After-school time not a prime time for teen sex

March 3, 2006

By Amy Norton

NEW YORK (Reuters Health) – Though parents may worry about
what their kids are doing after school, a new study suggests
that teenagers do not often use their unsupervised afternoons
to have sex.

In a study that followed 106 teenage girls for more than
two years, researchers found that the teens were more than
twice as likely to report having sex in the evening compared
with afternoons. And girls were less likely to have sex on
school-day afternoons than on weekends.

Anyway, in general, personal and relationship factors were
more important than mere opportunity in teenagers’ decisions to
have sex, according to findings published in the Journal of
Adolescent Health.

It’s been argued that unsupervised after-school hours were
largely responsible for the increases in teen sex, pregnancy
and sexually transmitted diseases seen in recent decades,
according to Dr. J. Dennis Fortenberry, the lead author of the
new study.

But this is the first study to follow teenagers over time
and look specifically at the correlation between time of day
and sexual activity, said Fortenberry, a professor of
adolescent medicine at Indiana University School of Medicine in
Indianapolis.

The study included girls 14 to 18 years of age who
completed periodic questionnaires and kept daily diaries on
their relationships, mood, sexual interest and other issues.
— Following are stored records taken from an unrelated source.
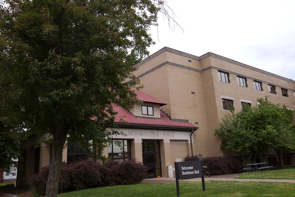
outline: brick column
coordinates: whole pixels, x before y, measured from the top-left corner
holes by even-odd
[[[136,161],[142,162],[142,149],[141,139],[135,139],[131,140],[131,157],[136,159]]]
[[[34,146],[28,147],[27,148],[27,160],[26,161],[26,174],[24,177],[25,184],[29,183],[30,178],[34,174],[34,167],[35,162],[35,150]]]
[[[50,143],[43,142],[40,148],[40,164],[39,171],[41,168],[50,164]]]
[[[160,153],[161,154],[161,167],[162,169],[162,177],[168,177],[167,166],[174,165],[171,161],[171,152],[170,140],[164,139],[160,140]]]

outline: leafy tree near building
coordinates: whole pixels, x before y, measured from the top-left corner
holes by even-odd
[[[221,138],[221,149],[245,152],[254,162],[268,147],[279,159],[281,152],[295,151],[294,111],[272,103],[267,97],[257,101],[260,105],[251,108],[243,104],[243,110],[237,113],[232,108],[219,123],[220,128],[214,129],[214,134]]]
[[[2,117],[19,133],[53,137],[46,196],[56,196],[67,137],[85,146],[92,140],[102,157],[110,136],[119,133],[106,129],[116,127],[113,106],[139,102],[130,90],[139,83],[132,72],[154,43],[149,28],[157,25],[158,12],[173,19],[162,0],[5,1]]]

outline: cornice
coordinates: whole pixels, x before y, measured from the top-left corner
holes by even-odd
[[[177,50],[176,50],[175,49],[174,49],[173,48],[169,48],[169,47],[164,47],[162,48],[161,49],[158,51],[157,51],[155,53],[150,56],[144,59],[142,61],[141,61],[140,62],[137,64],[136,65],[135,65],[135,66],[136,67],[138,67],[140,66],[142,64],[145,63],[149,60],[153,58],[154,58],[157,56],[161,53],[165,52],[165,51],[168,51],[168,52],[170,52],[170,53],[172,53],[175,54],[177,54],[177,55],[179,55],[182,56],[184,57],[187,57],[189,58],[192,59],[196,60],[201,60],[206,58],[208,57],[209,56],[211,56],[211,57],[217,58],[219,59],[220,59],[224,61],[226,61],[229,62],[230,63],[231,63],[233,64],[236,65],[237,65],[241,66],[242,66],[244,68],[246,68],[250,69],[253,70],[257,72],[259,72],[265,74],[270,76],[271,76],[280,79],[284,80],[288,82],[291,82],[293,83],[295,83],[295,81],[294,80],[292,80],[290,79],[289,79],[286,77],[284,77],[279,75],[278,75],[275,74],[273,74],[273,73],[271,73],[269,72],[267,72],[267,71],[264,71],[263,70],[261,70],[261,69],[258,69],[256,68],[255,67],[253,67],[253,66],[249,66],[249,65],[247,65],[247,64],[245,64],[242,63],[241,63],[239,62],[232,60],[231,59],[230,59],[229,58],[227,58],[224,57],[222,56],[220,56],[219,55],[217,54],[215,54],[211,52],[208,52],[205,54],[201,56],[200,57],[198,57],[196,56],[194,56],[191,54],[189,54],[187,53],[185,53],[184,52],[183,52],[182,51],[178,51]],[[163,63],[163,64],[164,64],[165,63]],[[171,65],[172,65],[171,64],[174,64],[174,63],[172,63],[171,62],[169,62],[169,64],[170,64]],[[160,66],[160,65],[159,65]],[[182,67],[185,66],[181,66]],[[186,67],[187,67],[186,66]],[[193,69],[192,68],[191,68],[189,67],[188,67],[188,68],[189,68],[190,69],[192,70],[193,69]],[[155,68],[154,68],[155,69]],[[206,69],[209,69],[210,68],[208,68],[207,67],[207,68],[205,68],[204,69],[202,69],[202,71],[203,70],[206,70]],[[196,71],[198,71],[196,70]],[[148,71],[147,71],[148,72]]]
Overall, Fortenberry and his colleagues found, less than
one-third of the sexual encounters the girls reported happened
on weekday afternoons. Unmonitored after-school time appeared
not to be a major contributor to teens’ sexual behavior,
Fortenberry told Reuters Health.

Instead, girls tended to have sex or not have sex based on
the ups and downs of their relationship with their boyfriend,
or based on whether they “had a good day or a bad day
emotionally,” he said.

Parents’ supervision did matter, the study found. Teens who
said their parents monitored them closely were even less likely
than their peers to have sex during after-school hours.

However, a parent’s watchful eye did not seem to keep girls
from having sex in the evenings.

The findings, according to Fortenberry, point to the
complexity of teenagers’ sexual behavior — and suggest that no
single action, such as keeping kids in after-school activities,
will prevent them from having sex.

Public health efforts that “hit one thing” in order to
alter teenagers’ sexual behavior, he said, are unlikely to be
enough – nor is a single “birds-and-bees talk” with a parent.